Even while he tended to business matters, Mr. Atkins continued to play with breath-taking virtuosity. As an artist, he embarked on a series of collaborative albums, working with Les Paul, Lenny Breau, Jerry Reed, Hank Snow, Doc Watson, Merle Travis and Django Reinhardt. These were highly acclaimed and reaped a heap of awards.
In 1973, Mr. Atkins became the youngest living person ever inducted into the Country Music Hall of Fame. In 1974, he published his autobiography, Country Gentleman. Three years later, he ended his association with Gretsch (later developing his own model for Gibson guitars) and watched as Studio B closed and became a museum. Mr. Atkins resigned his RCA executive position in 1981 and left the label as an artist a year later, signing with Columbia.
Primed for a new chapter in his creative life, Mr. Atkins gave himself a ''degree'' in 1983: Certified Guitar Player. He began signing his name as ''Chet Atkins, C.G.P.''
By then, he had more than 100 solo albums to his credit. Leaning increasingly toward pop-jazz, Mr. Atkins extended his output with a string of Columbia collections. A new generation of performers lined up to collaborate with the legend. They included Dire Straits leader Mark Knopfler, country singer Suzy Bogguss, former Toto bassist David Hungate, champion fiddler Mark O'Connor and jazz greats George Benson, Larry Carlton and Earl Klugh.
''When I was coming up, I almost made a religion of the Everly Brothers and Elvis, and a lot of the sessions that Chet produced and organized and played on,'' Knopfler once noted. ''My whole sensitivity … my whole approach … my whole way of listening to music … my whole idea of arrangements stems from all that.''
As a producer in the 1990s, Chet Atkins continued to do occasional work with acts such as South African balladeer Roger Whittaker and radio star Garrison Keillor. He appeared frequently on the latter's Prairie Home Companion show and remained a popular concert attraction, often appearing with symphony orchestras. He also starred in his own Cinemax and Nashville Network cable-TV specials.
In 1987, Mr. Atkins introduced an instructional video, Get Started on the Guitar, which outsold all other home videos of its type. Thanks to the Chet Atkins Appreciation Society, he became the subject of an annual four-day Nashville convention featuring admirers from around the world. This year's event begins July 19 at the Sheraton Music City hotel.
From 1997-2000, he was honored with the four-day downtown festival, Chet Atkins Musician Days. The first year's festival established the Chet Atkins Music Education Fund, which benefits youth music education in the Nashville area.
''The purpose of this festival is to: One, honor the musician. Two, raise money to teach our youngsters music, and three, provide an excuse for us to get together and play music,'' Mr. Atkins said.

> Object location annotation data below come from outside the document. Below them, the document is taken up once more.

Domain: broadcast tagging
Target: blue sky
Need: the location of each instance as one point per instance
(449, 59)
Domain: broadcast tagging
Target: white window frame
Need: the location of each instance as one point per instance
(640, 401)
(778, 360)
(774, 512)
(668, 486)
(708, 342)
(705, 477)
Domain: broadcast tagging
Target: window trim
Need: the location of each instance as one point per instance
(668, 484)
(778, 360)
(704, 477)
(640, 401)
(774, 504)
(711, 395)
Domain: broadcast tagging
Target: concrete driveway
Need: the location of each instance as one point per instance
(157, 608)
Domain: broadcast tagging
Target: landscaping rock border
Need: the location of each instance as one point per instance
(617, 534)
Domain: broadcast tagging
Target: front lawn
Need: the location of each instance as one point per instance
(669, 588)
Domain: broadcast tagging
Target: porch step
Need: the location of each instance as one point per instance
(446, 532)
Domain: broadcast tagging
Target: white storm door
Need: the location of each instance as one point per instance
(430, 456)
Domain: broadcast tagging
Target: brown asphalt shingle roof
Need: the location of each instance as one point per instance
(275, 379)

Mr. Atkins was the first recipient of the festival's ''Chettie'' award, which was subsequently given to such figures as Waylon Jennings, Johnny Cash, Grady Martin and Duane Eddy.
His reputation as an instrumentalist will last forever. His skills as a record executive transformed a community. His touch as a producer influenced the sound of American music. Yet even those who benefited most from his musical acumen spoke yesterday of small but meaningful kindnesses.
Mr. Atkins helped persuade Sholes to sign Skeeter Davis (along with partner Betty Jack Davis) to an RCA contract and later produced crossover smash The End Of The World. But Davis said yesterday that her fondest memory of Mr. Atkins is of a time when she'd traveled from Kentucky to record with him in Nashville.
''The guitar part is so great,'' Davis said. ''But the Chet I love is the Chet that called his wife and said, 'I don't want Skeeter to have to stay at the hotel. Put on some extra cornbread and I'm going to bring her home.' ''
For those who knew him, Chet Atkins will be remembered not only as a musician's musician, but as a gentleman's gentleman.
He is survived by his wife, Leona; daughter, Merle Russell; grandchildren, Amanda and Jonathan Russell; and sister, Billie Rose Shockley, all of Nashville.